Despite the hardships you’ll endure after declaring a bankruptcy, there are several ways you can bounce back. Here’s what you need to know.

  1. Make a budget.
    Budgeting can be difficult, especially if you’ve never created a budget or tracked your money before, but the first step in good money management is to actually manage your money. Whether through a spreadsheet or your favorite online platform, there are plenty of ways to track expenses and income. To start, calculate all of your fixed expenses such as your mortgage payment, home bills, insurance and anything you’re required to pay monthly. Make sure your budget can cover all of these costs.

Next, calculate your other needs such as food, clothing and entertainment. Leave room for discretionary and emergency savings, but make sure your projected spending falls within your means.

  1. Start using cash.
    Having a limited amount of cash on hand will keep you on-budget and prevent you from charging more than you can afford on a credit card. While you don’t need to use cash for every purchase, prioritizing cash spending can help you to save money. For instance, you may think twice about buying extra snacks at the grocery store if you end up being a few dollars short for necessities like eggs or milk. When your cash runs out, it’s gone.

Using cash may only be temporary for you, but it’s a good step to help mitigate excess spending. Once you’ve got a grip on your budget, you can reintroduce cards.

  1. Diligently pay on time.
    On-time payments are a major part of your credit history, accounting for 35 percent of your overall score. Late payments tell lenders you’re not responsible enough with your money. It also makes them cautious about lending money to you in the future.
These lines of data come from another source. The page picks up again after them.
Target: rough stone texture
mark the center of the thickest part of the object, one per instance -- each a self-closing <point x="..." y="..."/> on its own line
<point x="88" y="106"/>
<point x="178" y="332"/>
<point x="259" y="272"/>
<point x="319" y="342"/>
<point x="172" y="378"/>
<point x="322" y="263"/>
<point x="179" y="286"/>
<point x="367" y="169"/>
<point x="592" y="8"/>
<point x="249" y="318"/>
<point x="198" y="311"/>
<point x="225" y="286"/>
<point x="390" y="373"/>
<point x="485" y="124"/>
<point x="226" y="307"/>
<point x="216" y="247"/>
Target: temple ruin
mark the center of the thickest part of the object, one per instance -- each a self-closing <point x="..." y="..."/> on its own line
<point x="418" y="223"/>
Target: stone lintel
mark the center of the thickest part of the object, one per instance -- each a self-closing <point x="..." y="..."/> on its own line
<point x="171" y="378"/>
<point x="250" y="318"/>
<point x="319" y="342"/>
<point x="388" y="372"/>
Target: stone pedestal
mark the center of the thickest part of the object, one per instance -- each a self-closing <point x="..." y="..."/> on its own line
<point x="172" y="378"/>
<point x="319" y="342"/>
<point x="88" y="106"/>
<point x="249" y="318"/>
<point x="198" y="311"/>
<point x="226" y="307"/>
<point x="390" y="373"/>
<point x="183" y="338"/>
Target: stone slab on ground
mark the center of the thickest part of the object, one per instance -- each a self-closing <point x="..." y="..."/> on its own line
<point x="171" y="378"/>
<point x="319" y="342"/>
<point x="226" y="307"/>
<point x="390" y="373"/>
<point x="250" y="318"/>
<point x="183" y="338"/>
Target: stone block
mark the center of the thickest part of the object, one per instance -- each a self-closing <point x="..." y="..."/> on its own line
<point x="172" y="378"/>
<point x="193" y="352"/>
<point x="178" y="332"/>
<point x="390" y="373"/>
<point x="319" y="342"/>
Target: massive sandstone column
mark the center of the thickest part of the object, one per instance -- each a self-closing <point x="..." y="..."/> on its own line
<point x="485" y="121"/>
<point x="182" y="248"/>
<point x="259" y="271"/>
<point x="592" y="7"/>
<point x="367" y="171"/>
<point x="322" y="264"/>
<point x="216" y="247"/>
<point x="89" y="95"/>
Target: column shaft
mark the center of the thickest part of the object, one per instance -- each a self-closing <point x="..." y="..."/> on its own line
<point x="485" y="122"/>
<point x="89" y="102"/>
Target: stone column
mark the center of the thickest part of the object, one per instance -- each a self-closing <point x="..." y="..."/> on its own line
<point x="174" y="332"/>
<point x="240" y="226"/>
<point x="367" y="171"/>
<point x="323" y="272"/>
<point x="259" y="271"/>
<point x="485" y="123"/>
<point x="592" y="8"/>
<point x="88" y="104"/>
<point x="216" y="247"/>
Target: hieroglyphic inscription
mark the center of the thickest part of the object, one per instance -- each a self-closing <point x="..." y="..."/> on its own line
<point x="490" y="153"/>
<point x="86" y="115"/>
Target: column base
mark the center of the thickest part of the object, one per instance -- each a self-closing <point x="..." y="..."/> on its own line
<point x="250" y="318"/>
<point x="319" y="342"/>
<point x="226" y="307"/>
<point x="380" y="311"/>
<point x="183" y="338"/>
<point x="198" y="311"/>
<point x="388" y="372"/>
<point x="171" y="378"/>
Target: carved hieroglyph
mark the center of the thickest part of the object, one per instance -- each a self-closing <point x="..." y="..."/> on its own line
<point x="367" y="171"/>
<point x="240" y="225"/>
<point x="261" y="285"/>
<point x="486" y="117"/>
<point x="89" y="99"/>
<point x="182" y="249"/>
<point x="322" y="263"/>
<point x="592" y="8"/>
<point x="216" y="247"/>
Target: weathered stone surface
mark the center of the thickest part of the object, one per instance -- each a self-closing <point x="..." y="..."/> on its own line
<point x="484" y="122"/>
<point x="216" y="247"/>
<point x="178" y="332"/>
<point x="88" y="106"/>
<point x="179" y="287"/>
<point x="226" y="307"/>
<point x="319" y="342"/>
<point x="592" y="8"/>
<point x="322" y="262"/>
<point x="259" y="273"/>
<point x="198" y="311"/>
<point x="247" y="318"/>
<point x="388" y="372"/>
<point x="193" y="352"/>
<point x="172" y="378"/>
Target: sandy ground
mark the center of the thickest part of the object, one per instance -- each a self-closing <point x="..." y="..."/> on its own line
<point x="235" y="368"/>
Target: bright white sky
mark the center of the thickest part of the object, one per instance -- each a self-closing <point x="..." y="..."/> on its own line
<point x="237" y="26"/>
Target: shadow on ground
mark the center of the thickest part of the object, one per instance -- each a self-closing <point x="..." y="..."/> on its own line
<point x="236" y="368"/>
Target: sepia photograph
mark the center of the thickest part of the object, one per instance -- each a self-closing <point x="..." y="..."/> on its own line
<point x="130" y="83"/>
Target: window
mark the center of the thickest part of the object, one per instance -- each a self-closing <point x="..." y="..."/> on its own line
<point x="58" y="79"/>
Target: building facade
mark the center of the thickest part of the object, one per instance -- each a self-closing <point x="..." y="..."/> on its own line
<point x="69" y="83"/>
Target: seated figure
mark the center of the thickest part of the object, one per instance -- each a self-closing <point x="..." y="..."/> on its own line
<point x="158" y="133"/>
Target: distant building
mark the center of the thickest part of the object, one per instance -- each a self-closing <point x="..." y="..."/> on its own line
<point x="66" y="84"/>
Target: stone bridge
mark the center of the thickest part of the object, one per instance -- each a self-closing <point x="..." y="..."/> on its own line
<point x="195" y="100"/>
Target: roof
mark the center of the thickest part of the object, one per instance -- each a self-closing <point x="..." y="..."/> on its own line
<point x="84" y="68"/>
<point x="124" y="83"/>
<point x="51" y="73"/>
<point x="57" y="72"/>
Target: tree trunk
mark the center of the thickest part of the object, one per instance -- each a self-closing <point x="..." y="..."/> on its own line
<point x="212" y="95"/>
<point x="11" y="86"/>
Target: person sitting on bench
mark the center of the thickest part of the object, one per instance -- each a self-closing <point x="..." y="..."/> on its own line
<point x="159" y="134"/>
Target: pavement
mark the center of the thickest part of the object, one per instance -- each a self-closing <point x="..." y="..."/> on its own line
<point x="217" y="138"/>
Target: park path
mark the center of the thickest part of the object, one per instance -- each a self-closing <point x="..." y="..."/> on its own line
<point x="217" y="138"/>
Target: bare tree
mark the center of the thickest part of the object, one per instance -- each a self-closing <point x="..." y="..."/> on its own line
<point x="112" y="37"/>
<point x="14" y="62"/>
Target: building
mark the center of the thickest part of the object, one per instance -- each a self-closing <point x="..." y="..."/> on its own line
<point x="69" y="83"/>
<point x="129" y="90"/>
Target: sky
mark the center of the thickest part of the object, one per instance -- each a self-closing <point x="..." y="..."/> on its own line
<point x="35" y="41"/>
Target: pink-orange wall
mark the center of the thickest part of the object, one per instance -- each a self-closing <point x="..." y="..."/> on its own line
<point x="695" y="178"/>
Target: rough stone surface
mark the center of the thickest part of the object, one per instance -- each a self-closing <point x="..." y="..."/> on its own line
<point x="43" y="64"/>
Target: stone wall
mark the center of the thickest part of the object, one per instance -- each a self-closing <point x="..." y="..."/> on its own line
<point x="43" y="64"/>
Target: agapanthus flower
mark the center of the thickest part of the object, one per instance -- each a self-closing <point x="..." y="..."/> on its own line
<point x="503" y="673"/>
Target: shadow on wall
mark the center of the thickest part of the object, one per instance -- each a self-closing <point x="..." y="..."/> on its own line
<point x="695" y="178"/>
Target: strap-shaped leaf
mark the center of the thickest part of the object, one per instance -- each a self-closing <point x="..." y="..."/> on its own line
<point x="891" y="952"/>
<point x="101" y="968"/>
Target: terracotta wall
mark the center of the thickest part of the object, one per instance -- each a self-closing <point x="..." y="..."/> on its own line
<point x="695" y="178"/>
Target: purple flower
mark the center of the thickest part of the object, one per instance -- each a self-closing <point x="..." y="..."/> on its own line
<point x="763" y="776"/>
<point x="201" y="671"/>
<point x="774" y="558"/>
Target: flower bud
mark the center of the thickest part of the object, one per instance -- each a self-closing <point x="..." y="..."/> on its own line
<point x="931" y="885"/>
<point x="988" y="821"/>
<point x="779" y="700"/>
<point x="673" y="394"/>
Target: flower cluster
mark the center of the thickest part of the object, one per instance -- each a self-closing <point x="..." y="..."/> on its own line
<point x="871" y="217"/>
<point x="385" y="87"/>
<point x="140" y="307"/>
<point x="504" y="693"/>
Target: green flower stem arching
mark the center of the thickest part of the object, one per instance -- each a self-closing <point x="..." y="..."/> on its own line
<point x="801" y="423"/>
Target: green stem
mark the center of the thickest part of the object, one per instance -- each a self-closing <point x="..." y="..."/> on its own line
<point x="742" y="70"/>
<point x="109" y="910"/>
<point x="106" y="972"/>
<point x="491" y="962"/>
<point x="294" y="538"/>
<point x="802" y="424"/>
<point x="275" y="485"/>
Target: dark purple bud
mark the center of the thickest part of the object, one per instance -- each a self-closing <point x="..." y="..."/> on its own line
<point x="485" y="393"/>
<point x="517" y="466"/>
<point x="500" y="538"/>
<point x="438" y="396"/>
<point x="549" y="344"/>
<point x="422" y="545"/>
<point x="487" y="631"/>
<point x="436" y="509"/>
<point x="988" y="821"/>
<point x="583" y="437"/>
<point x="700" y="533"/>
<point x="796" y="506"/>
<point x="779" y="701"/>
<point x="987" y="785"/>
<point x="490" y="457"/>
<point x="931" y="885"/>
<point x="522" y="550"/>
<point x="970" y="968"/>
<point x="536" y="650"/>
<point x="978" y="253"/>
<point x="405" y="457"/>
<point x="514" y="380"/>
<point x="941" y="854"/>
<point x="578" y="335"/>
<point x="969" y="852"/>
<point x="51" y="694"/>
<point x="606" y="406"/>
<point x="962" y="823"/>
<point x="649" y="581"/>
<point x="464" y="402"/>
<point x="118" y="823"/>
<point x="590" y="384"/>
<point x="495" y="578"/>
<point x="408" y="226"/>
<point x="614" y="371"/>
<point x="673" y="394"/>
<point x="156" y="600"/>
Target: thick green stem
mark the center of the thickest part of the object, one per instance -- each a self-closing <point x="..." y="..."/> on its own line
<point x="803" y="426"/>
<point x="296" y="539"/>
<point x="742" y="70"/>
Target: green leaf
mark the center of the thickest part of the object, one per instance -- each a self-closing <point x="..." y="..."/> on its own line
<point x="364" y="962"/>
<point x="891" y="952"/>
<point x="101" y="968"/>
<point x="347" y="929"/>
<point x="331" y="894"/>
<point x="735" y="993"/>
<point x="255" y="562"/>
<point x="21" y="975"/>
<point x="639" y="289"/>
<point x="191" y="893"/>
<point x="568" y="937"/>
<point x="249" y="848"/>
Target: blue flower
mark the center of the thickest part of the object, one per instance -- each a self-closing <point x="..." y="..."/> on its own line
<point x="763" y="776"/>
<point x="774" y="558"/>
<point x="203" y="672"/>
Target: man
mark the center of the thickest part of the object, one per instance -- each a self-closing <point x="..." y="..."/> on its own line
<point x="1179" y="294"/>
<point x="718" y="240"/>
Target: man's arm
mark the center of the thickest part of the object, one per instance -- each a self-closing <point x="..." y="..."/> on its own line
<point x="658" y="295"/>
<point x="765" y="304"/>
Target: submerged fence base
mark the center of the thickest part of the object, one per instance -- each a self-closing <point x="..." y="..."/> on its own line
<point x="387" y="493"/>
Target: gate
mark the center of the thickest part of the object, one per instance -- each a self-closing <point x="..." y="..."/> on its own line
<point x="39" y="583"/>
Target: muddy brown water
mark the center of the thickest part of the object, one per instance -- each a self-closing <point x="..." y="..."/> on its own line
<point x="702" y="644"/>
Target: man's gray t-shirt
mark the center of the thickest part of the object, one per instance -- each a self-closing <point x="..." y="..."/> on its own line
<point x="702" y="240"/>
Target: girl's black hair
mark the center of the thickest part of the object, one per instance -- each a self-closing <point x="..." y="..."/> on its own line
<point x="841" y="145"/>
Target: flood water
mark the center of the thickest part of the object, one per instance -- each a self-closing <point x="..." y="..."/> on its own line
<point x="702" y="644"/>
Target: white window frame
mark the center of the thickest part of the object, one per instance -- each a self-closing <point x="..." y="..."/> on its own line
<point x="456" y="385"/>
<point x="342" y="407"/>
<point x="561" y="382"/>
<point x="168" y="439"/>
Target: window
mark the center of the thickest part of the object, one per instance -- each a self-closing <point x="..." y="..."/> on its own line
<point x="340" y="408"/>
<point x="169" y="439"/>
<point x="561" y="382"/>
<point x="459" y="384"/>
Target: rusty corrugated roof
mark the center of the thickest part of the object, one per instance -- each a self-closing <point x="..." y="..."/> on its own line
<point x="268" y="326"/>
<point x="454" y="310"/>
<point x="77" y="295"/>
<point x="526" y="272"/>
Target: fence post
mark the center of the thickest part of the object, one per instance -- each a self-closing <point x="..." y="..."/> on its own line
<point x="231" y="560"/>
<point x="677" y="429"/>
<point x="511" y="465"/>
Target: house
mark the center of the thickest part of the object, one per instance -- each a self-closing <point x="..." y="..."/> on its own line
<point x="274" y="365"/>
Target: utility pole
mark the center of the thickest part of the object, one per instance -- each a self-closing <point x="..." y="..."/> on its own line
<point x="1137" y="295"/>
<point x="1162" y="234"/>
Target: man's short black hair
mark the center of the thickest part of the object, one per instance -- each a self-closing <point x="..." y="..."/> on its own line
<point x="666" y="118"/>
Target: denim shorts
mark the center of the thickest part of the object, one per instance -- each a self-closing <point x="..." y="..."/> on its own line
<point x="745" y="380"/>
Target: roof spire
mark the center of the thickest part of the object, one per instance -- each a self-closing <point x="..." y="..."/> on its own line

To increase your credit score, set up a system that allows you to pay all of your bills by their due date. Many people find it helpful to set a calendar alert the day before a payment is due to avoid unintentional missed payments. Whenever possible, setting up auto-pay can also help avoid missed payments and ease stress associated with forgotten payments.

  1. Add positive accounts to your history.
    After bankruptcy, it may be hard to qualify for lines of credit, a credit card or a loan. To improve your chances of getting approved for a line of credit from a lender, you can add positive accounts and current bills to your credit history. Not everything qualifies, and some bills are harder to add than others, but it can help you later on when you’re applying for new credit.

Utility companies, for instance, aren’t required to report your bills to credit companies since they’re not official credit accounts. Experian offers a service that allows customers to add utility and phone bills to Experian credit reports. TransUnion and Equifax don’t currently offer this service. This is a helpful tool for anyone with a low or no credit score, and especially useful if you’ve filed for bankruptcy.

  1. Try a secured credit card.
    A secured credit card, available to people with credit scores below 600, can help people get their feet back on the ground and rebuild credit after declaring bankruptcy. Secured cards have a credit limit based on the cash you deposit as collateral. If you can put down $250, that’s your limit.

You’ll use and pay off the card like you would a regular card, but the credit card issuer can’t lose money on you. If you fail to pay off your balance, the lender taps your cash security. Remember: You’re looking to build up your credit profile, so it’s important to make on-time monthly payments.

To find a good secured credit card, make sure it gets reported to the major credit bureaus. Also, try to find one with low fees and flexible repayment terms. After a few months, you may be able to transition to a regular credit card with a higher limit.

  1. Avoid scams.
    While there are some legitimate companies that can help you rebuild your credit as quickly as possible, many can’t do much more for you than you can do yourself. Companies that request an upfront fee, for example, may be trying to take advantage of consumers who are desperate to increase their credit scores. If you suspect a possible fraud on your accounts, report it to the credit bureaus.